Colombia–Venezuela Boundary Treaty of 1941
- Type: Limit Treaty
- Drafted: 1941
- Signed: April 5, 1941
- Location: Villa del Rosario, Norte de Santander, Colombia
- Effective: September 12, 1941
- Signatories: Luis López de Mesa; Esteban Gil Borges;
- Parties: Colombia; Venezuela;
- Language: Spanish
- Documento Tratado López de Mesa-Gil Borges (pág. 42)

= Venezuela–Colombia Boundary Treaty of 1941 =

1941treaty between Colombia and Venezuela

The Colombia–Venezuela Boundary Treaty of 1941, officially the Border Demarcation Agreement and Navigation of the Common Rivers between Colombia and Venezuela, and unofficially the López de Mesa-Gil Borges Treaty, was an agreement signed between the governments of Colombia and Venezuela on the land border limits on April 5, 1941, in Colombian city of Villa del Rosario, Norte de Santander, by the Ministers of Foreign Relations of Venezuela, Esteban Gil Borges, and Colombia, Luis López de Mesa.

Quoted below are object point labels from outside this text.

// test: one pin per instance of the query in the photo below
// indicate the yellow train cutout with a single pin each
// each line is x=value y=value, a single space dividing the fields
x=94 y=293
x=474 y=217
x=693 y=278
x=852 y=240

After almost 60 years of negotiations on the demarcation of the Venezuelan–Colombian border (1881–1938), the treaty of 1941 put an end to this long process. In this treaty, both parties acknowledged that the border had been fully demarcated, differences over boundary matters were completed, and recognized the work carried out by the 1901 Demarcation Committee and the Swiss experts Committee as valid demarcation. The exchange of ratifications of this agreement was made in Caracas, on September 12, 1941.

The land border between Colombia and Venezuela is a conflict zone of perennial tension between the two countries, due to problems such as Illegal drug trade, smuggling or illegal trade, the presence of high-risk diseases that often spread on both sides of the boundary lines, and the presence of the Colombian guerrillas.